Cette procédure est déjà prévue par l'article 1136-3 du code de procédure civile selon lequel : « La convocation des parties, à l'exception du ministère public, est faite par lettre recommandée avec demande d'avis de réception ou par la voie administrative, en cas de danger grave et imminent. » Elle s'applique bien aux cas visés par les articles 515-9 et 515-13 du code civil. C'est pourquoi je juge pertinent de supprimer l'alinéa, car il semblait redondant par rapport au droit en vigueur.
L'article 1er est adopté dans la rédaction issue des travaux de la commission.
Article 1er bis
L'article 1er bis est adopté dans la rédaction du Sénat.
Article 2 ter
L'article 2 ter est adopté dans la rédaction du Sénat, sous réserve d'une modification rédactionnelle.
Article 2 quater
La rédaction du Sénat ne prévoyait qu'une expérimentation du bracelet anti-rapprochement en matière civile jusqu'au 31 décembre 2022, au risque de voir le dispositif disparaître à cette date. C'est risqué, deux expérimentations plus anciennes n'ayant jamais abouti. Ne commettons pas la même erreur ! Le déploiement du bracelet supposera l'acquisition d'équipements assez lourds de suivi, de pilotage des dispositifs, de logiciels, etc. Il sera donc difficile de revenir en arrière une fois le dispositif lancé.

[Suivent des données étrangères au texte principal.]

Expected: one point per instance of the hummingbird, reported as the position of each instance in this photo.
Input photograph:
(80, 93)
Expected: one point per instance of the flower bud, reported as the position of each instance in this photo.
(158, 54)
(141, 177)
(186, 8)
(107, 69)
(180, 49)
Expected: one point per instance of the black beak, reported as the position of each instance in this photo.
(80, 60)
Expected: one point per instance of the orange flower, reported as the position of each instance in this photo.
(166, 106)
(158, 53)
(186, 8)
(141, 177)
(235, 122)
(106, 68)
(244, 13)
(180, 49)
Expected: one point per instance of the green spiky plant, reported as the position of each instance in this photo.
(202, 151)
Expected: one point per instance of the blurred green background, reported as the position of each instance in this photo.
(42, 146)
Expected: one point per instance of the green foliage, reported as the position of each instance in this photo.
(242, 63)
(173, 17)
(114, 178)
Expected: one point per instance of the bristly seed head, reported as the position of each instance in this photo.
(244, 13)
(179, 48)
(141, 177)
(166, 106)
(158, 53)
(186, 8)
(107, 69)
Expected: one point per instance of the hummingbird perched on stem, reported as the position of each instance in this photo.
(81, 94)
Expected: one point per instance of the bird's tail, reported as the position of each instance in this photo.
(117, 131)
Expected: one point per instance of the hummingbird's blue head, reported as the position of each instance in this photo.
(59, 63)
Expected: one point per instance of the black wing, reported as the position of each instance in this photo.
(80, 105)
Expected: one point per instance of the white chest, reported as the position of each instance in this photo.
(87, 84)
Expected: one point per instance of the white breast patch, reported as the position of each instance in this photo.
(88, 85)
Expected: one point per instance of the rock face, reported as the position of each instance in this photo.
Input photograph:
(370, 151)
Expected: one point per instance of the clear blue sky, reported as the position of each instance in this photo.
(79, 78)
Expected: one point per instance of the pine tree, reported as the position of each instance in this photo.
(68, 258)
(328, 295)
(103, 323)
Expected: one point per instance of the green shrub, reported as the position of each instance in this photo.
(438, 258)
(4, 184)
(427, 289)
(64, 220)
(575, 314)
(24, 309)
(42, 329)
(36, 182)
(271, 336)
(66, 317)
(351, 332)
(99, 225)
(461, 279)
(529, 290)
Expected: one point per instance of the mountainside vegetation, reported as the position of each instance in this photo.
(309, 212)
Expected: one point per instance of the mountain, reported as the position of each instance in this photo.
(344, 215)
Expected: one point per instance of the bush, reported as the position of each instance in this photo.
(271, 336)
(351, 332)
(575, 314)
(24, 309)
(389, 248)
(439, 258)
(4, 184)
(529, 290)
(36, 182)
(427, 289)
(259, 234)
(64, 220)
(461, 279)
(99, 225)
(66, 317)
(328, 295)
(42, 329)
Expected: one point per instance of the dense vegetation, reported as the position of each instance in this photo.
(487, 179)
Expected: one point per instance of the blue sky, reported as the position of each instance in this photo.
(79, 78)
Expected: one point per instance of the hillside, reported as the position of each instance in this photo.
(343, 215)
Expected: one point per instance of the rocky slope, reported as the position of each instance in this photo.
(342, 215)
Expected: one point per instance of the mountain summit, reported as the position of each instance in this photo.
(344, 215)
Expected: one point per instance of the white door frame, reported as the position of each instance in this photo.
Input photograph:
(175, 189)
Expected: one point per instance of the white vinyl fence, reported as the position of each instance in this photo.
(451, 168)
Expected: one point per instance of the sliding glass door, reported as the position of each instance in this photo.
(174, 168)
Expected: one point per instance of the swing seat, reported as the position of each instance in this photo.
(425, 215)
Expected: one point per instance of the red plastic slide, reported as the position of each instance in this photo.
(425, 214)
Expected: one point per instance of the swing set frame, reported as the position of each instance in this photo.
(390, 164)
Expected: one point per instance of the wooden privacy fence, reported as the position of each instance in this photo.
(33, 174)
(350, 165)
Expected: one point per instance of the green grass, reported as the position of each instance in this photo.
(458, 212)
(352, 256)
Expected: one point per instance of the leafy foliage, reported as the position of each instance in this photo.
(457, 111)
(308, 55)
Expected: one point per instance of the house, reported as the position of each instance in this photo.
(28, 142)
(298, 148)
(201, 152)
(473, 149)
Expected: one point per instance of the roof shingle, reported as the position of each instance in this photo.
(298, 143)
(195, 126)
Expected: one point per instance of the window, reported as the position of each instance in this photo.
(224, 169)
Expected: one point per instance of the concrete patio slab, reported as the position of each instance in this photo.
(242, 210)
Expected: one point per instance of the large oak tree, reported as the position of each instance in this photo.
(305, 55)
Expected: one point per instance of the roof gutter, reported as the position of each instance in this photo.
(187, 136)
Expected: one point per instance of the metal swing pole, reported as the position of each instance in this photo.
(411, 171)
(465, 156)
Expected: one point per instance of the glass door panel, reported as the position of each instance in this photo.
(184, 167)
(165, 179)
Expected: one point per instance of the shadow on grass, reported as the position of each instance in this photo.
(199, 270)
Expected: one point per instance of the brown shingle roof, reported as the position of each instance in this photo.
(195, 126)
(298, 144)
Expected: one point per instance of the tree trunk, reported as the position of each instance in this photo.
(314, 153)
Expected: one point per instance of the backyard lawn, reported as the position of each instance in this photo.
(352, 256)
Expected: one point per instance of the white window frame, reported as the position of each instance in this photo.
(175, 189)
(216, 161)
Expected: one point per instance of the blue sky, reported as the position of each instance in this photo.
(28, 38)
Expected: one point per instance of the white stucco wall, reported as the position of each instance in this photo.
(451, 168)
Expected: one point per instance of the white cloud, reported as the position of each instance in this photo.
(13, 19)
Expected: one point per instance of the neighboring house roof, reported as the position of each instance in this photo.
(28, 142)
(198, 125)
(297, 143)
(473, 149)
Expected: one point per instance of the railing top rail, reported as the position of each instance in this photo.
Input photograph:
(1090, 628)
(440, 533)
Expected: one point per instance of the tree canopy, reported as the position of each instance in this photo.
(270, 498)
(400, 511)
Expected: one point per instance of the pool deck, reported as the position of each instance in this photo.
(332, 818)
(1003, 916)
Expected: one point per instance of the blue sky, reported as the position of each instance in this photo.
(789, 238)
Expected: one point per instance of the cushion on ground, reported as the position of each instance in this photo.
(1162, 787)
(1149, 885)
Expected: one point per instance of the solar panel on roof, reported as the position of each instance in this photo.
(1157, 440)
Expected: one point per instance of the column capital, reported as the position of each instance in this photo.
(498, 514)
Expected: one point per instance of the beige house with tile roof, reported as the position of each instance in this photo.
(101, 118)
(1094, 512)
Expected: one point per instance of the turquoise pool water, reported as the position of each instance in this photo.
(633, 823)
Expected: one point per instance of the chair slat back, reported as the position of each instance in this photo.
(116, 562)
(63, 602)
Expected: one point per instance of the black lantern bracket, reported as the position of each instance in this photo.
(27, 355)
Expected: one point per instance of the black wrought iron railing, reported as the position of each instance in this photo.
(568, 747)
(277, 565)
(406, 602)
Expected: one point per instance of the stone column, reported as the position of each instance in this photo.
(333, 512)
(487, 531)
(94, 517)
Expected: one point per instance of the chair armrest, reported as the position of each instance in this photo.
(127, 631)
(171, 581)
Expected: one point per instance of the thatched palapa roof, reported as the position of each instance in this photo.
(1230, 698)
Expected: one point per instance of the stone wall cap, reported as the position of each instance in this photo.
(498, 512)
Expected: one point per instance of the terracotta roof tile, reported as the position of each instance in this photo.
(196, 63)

Nous proposons donc une solution intermédiaire, avec une clause de revoyure au 31 décembre 2022, et nous abolissons la date limite de validité de la loi.
Il s'agit d'un dispositif innovant en matière civile. Lors de l'examen au Sénat, nous avions voulu rester prudents, car les juges aux affaires familiales n'ont pas l'habitude de prescrire des mesures restrictives de liberté. Vous conservez le principe d'une évaluation dans trois ans, qui permettra le cas échéant d'améliorer le dispositif. Dans un souci de compromis, nous nous rallions à votre proposition de rédaction.
Le dispositif, en effet, nécessite de lourds investissements. Le terme de trois ans semble trop rapproché. Mieux vaut donc modifier la loi de manière pérenne !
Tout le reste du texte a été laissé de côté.